JFS: Quelles sont vos priorités pour le diocèse d’Agen? Comment voyez-vous votre mission en Lot-et-Garonne?
ADB: Ma première priorité est de partir à la rencontre de ceux qui me sont confiés : prêtres, diacres, consacrés, laïcs en mission. Actuellement je fais le tour de chacun dans leurs lieux de vie. Je partirai ensuite à partir de février et jusqu’en juillet 2025 à pied à la découverte de toutes les paroisses du Lot-et-Garonne. Marcher chaque jour sur les routes et les chemins avec ceux et celles qui le souhaitent me permettra de rencontrer beaucoup de gens sur les bords de la route, de manière gratuite, d’entendre les joies et les peines et les espérances de beaucoup. Ces rencontres me permettront d’envisager peu à peu les grands défis que nous devons relever aujourd’hui.

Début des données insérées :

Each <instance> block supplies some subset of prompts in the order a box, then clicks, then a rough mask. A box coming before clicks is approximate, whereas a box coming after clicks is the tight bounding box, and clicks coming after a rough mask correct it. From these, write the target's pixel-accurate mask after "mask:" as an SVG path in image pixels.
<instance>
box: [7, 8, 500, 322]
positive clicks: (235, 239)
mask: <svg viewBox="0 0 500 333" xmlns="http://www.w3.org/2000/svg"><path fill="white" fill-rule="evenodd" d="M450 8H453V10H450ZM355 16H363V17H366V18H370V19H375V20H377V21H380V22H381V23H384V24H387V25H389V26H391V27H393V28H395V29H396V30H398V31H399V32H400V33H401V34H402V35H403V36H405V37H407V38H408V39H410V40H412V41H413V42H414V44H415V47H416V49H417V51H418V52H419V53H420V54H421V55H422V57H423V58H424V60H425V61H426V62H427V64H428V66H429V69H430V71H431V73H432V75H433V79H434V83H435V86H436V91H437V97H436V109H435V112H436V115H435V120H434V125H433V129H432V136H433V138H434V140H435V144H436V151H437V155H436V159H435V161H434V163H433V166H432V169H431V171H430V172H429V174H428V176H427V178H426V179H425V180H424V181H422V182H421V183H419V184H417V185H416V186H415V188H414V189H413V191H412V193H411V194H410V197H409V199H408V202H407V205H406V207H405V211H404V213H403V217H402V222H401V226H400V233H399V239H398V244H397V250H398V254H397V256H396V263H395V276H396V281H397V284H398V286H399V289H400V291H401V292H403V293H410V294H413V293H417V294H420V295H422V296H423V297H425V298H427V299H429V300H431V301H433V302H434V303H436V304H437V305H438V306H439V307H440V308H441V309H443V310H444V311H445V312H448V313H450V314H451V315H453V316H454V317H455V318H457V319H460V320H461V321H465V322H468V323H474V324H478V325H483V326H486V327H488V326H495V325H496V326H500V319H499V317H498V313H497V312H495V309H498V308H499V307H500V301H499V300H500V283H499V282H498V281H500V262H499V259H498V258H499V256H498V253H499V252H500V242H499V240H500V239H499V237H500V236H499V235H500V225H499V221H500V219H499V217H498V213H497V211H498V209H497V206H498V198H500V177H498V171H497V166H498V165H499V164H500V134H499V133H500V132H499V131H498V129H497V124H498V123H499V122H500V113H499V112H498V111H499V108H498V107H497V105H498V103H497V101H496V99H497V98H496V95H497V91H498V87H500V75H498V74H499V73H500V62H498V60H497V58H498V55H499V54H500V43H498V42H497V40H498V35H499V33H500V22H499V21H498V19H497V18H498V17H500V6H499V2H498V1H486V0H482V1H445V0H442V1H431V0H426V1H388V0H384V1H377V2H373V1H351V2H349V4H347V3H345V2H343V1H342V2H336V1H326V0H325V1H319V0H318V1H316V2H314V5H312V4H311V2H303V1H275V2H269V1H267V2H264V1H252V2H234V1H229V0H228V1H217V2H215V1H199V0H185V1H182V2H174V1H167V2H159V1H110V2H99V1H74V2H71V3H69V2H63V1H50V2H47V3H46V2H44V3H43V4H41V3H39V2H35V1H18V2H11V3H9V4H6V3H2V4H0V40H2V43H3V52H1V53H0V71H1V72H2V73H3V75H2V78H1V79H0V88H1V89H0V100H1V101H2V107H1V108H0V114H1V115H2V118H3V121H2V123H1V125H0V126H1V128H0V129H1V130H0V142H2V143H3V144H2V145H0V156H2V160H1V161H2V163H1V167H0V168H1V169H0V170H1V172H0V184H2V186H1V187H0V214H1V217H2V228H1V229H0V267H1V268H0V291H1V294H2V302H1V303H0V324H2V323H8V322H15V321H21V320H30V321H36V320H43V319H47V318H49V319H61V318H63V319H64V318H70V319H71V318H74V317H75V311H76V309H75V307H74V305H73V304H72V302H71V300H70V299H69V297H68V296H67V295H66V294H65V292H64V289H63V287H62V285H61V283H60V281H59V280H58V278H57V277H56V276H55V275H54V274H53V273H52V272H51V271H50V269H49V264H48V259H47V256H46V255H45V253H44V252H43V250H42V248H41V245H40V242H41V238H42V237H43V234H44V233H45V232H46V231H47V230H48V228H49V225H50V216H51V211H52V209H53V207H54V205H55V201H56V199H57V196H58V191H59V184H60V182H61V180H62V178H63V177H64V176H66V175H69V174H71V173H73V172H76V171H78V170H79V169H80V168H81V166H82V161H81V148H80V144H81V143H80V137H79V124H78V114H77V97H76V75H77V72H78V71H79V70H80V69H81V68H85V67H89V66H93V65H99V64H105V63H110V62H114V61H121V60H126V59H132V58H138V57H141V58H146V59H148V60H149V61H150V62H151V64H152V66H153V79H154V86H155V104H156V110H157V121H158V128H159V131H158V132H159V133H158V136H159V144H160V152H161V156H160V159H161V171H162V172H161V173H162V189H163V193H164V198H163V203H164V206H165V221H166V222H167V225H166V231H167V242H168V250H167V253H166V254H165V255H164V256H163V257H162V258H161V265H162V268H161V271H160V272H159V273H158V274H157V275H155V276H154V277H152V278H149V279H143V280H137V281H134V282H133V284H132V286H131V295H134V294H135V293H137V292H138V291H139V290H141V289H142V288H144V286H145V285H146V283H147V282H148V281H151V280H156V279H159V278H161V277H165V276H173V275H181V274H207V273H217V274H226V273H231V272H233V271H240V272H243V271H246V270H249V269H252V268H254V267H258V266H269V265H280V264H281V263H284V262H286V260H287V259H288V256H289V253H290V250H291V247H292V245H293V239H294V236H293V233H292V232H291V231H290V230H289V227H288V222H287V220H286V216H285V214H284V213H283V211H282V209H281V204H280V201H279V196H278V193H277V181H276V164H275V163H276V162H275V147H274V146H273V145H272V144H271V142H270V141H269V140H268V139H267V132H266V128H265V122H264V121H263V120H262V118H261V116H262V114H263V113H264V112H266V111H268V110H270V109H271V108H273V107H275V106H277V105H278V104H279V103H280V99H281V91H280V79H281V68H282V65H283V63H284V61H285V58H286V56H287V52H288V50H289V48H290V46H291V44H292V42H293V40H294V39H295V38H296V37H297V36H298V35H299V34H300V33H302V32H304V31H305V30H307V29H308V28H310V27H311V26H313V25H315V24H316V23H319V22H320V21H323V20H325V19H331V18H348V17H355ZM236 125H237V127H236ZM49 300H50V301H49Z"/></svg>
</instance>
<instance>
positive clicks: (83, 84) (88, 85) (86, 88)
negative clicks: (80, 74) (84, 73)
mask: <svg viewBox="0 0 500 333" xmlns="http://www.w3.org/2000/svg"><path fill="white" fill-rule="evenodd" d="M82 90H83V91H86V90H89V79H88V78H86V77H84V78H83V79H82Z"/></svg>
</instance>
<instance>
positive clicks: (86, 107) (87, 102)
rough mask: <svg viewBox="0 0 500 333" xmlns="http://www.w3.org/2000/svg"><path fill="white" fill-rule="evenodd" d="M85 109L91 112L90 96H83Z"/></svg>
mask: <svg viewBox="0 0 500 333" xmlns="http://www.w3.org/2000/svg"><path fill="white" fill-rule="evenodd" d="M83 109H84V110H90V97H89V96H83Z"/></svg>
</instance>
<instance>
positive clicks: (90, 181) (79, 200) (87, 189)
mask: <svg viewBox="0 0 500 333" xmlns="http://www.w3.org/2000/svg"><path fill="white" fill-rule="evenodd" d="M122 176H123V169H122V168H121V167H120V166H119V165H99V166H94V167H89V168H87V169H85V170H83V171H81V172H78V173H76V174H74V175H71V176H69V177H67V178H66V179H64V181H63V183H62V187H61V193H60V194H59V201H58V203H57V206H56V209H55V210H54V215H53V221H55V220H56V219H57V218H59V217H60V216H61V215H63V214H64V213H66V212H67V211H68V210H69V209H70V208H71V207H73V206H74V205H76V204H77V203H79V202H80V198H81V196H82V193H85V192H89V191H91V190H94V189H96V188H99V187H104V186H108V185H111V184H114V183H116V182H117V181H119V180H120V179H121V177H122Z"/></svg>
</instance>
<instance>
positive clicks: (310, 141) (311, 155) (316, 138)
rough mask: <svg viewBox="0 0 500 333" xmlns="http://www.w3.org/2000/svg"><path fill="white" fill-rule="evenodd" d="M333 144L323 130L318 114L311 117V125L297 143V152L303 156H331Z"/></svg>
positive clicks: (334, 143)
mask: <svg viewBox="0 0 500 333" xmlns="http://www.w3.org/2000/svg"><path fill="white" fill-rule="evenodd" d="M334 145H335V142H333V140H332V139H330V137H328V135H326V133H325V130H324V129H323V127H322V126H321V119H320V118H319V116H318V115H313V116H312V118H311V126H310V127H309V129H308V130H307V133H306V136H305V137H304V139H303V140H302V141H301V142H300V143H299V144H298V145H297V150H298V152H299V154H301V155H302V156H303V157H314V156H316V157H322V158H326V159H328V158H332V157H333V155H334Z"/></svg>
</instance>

JFS: Merci Monseigneur d’avoir pris le temps de répondre à nos questions.
(1) le 21 avril 1957, jour de Pâques, le pape Pie XII publiait une encyclique missionnaire – Fidei donum [Le don de la foi] – plus particulièrement consacrées aux Églises locales du continent africain en raison de leur rapide développement durant les années cinquante.